Krazk tilted his head back trying to drain the last drop of ale from his goblet and gave a grunt of annoyance as it stubbornly refused to budge.  Giving up, he plunged the golden vessel into the open cask  and took a swig.  It was a rare cask of Bugman's taken in a raid long ago and seasoned with spices from Ind taken in a much more recent raid.  Resting the goblet on his broad paunch, he reclined back and peered out the open sides of his palanquin and the slave fields outside.

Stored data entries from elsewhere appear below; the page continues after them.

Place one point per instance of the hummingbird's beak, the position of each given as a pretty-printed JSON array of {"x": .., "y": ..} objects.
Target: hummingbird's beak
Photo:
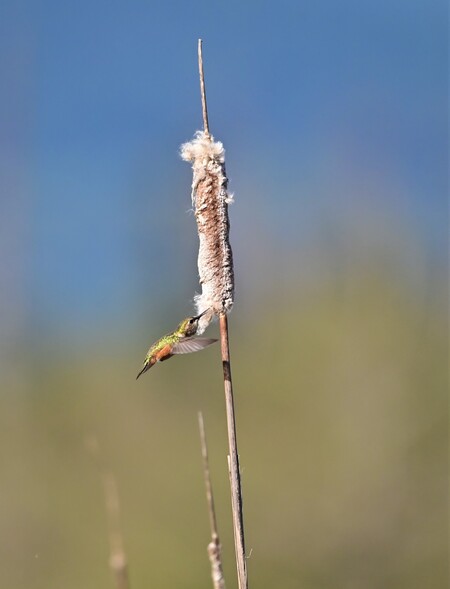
[{"x": 201, "y": 315}]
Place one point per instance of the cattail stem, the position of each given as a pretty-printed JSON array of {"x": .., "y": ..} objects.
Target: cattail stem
[
  {"x": 214, "y": 548},
  {"x": 117, "y": 557},
  {"x": 233, "y": 457},
  {"x": 210, "y": 199}
]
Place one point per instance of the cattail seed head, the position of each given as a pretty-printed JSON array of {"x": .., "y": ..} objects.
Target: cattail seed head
[{"x": 210, "y": 201}]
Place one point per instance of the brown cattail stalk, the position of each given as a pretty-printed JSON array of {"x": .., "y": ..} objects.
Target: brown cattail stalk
[
  {"x": 117, "y": 558},
  {"x": 210, "y": 201},
  {"x": 214, "y": 547}
]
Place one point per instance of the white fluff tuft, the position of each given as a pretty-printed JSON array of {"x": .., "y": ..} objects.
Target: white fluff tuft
[{"x": 210, "y": 201}]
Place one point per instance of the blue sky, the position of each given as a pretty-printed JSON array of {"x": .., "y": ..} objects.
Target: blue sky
[{"x": 316, "y": 103}]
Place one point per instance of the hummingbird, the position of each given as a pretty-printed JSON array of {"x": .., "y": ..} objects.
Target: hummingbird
[{"x": 180, "y": 341}]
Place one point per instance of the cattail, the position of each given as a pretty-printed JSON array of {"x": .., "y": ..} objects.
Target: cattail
[{"x": 210, "y": 200}]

The empire of the Dawi Zharr was a vast enterprise built on the backs of industry and slavery.  Across hundreds of miles of wasteland that was the Darklands from the cold barren plain of the Zorn Uzkul in the north to the fiery ashes of the Desolation of Azgorh in the south countless slaves of numerous races toiled in service of their dwarfen masters, and each and every one required food to continue their tasks.  In a land beset by frequent volcanic eruptions and where vast ash clouds blotted out the sun for weeks or more at a time, arable land was hard to come by, and meat from dead slaves and cave grown fungi could only stretch so far; as a result, long ago in a half forgotten time near the founding of Zharr-Naggrund the Dawi Zharr had turned their minds to mastering nature and by might of sorcery and industry had pushed back the desolation of the tainted Plain of Zharr, leaving a small sliver of land around the great ziggurat able to support life.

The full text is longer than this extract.